I was pulled over by a police officer two weeks ago for speeding, As he was calling in my tag, I was thinking about what excuse I was going to use. I thought," Officer, I was late to work"...but I knew that was a typical answer. I then thought," I didn't see the sign posted", terrible excuse. Then I thought, " Officer, I know I was speeding but I really wanted to talk to you about something, so I decided to speed up so you would pull me over." I decided to use that excuse. When he approached my truck, he said, "Good morning, sir. Can I see your license and registration, please?" I said, "Sure!" He asked," Do you know why I pulled you over? My reply," Yes, because I was speeding...but there is a reason. He said," And why is that? I replied, "Because I needed to ask you a question." With a puzzled expression on his face, he asked," What is that?" I replied,"This has really been bothering me lately and I was wondering if you or any of your fellow officers have ever taken a sip out of someones canteen when you suspected them of drinking and driving like the cop did in Dumb and Dumber?"

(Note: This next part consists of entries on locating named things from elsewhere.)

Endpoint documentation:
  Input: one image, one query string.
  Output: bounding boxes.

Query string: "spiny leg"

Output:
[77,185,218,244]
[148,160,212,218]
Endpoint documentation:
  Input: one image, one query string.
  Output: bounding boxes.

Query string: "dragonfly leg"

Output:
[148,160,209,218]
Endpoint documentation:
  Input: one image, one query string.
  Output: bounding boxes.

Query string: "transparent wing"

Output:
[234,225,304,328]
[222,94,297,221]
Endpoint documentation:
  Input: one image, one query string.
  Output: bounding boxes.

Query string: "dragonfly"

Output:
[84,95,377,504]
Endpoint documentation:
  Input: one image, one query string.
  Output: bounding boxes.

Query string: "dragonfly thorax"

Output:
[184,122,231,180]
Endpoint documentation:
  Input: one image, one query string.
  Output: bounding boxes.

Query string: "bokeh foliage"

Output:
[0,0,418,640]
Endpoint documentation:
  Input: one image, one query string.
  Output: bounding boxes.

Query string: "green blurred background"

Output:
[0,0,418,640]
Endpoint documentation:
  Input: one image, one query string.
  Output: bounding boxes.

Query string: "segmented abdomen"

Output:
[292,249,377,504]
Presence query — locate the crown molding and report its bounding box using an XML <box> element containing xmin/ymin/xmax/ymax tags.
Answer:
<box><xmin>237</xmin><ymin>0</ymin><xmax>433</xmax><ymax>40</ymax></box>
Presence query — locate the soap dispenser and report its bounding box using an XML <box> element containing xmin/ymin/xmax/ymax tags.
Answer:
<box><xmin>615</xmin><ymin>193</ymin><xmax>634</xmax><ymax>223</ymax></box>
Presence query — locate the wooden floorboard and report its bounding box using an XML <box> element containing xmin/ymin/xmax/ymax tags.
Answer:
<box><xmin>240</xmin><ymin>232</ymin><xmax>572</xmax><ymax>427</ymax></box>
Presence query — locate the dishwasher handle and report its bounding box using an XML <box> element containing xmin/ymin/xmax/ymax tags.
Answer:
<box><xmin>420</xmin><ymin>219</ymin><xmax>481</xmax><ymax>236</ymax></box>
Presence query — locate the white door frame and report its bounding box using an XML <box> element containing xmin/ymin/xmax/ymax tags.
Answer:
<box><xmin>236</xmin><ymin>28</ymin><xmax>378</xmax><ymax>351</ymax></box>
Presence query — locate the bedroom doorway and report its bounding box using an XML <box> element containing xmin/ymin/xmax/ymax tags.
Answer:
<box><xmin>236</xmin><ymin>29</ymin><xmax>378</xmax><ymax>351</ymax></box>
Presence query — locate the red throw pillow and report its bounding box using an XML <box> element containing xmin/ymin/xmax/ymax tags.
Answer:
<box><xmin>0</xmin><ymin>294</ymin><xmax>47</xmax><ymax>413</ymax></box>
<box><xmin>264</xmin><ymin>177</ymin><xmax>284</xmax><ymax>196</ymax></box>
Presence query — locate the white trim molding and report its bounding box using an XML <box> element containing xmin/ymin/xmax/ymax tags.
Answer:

This officer busted out laughing and said, "That is the craziest excuse I have ever been given in 15 years!" He walked away shaking his head. He stopped half way to his patrol car, turned around, stared at my truck for a few seconds and walked back. He said,"Do me a favor and slow it down." I said," Thank you sir, but can you answer my question?" He looked at me for a few seconds, smiled, tapped the top of my truck and walked away.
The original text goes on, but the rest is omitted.